More hubbub about OPML. More people getting excited about a way to express things being pushed by a guy with a lot of enthusiasm and a following. But, XOXO offers all the expressive bang for your buck that OPML offers, but with less crud. There are more tools using XOXO than OPML, right now.

The pervasive deployment of this format is so widespread that it's boring—and sometimes I think that's why OPML gets interest: That is, because it presents as novel and is presented by a guy with the energy and interest to evangelize. HTML's what we're all already soaking in, so why talk about that?

I'd seriously be working on an XOXO-based outliner of my own, if I wasn't wholly tied up with a dayjob and writing. On the other end of things, I think some very cool things could happen if we had a Google or a Technorati start harvesting <ul> and <ol> tags from the general HTML population in order to give some sort of tangible reward for all those sidebar link lists people have been using in their blog templates for years.

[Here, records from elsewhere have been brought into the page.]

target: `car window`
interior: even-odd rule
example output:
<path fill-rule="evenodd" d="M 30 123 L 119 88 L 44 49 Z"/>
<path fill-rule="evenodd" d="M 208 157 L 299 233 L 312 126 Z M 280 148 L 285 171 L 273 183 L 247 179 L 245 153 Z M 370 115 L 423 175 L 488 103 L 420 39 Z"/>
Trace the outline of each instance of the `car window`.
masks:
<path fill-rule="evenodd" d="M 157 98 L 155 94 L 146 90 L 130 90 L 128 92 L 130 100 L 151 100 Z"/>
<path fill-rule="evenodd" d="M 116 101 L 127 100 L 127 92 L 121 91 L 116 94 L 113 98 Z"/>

We're all still waiting for the full arrival of Gopher NG.

Archived Comments

  • Isn't Google Sets already a working example of Google harvesting <ul> and <ol> tags from the general HTML?

  • Oh yeah! I forgot about Google Sets.

  • I'm not sure I agree about there be more tools for XOXO, esp if you focus on finished packages usable by non-techies.

    Dave, having provided a good-quality weblog authoring tool and aggregator on the same integrated platform, is in a position to leverage new ideas more easily than everyone making their own little custom tools that never get integrated easily into WordPress or Bloglines.

    Or am I missing something?

  • Bill, maybe for tools Les is referring to every single (X)HTML editor ;-)

    Hmm, that Dave has those tools to build on must be useful, but I'm sure there are equivalents in the rest of the open source world. But it is interesting that Dave has this stack of (moderately) his own making: XML/RPC, OPML, RSS 2.0, Frontier/Manilla and whatever its scripting language is called. So in a way every one of his new developments is an addition to his own world, before it's an addition to the world at large. I could imagine that being pretty motivational.

    Dunno, or maybe it's simply the time and enthusiasm bit that makes the difference. Like Les I've got plenty in my in-tray already, and when I've got time of my own making a decent standards-based outliner is low on the list, even though it'd be very nice to have.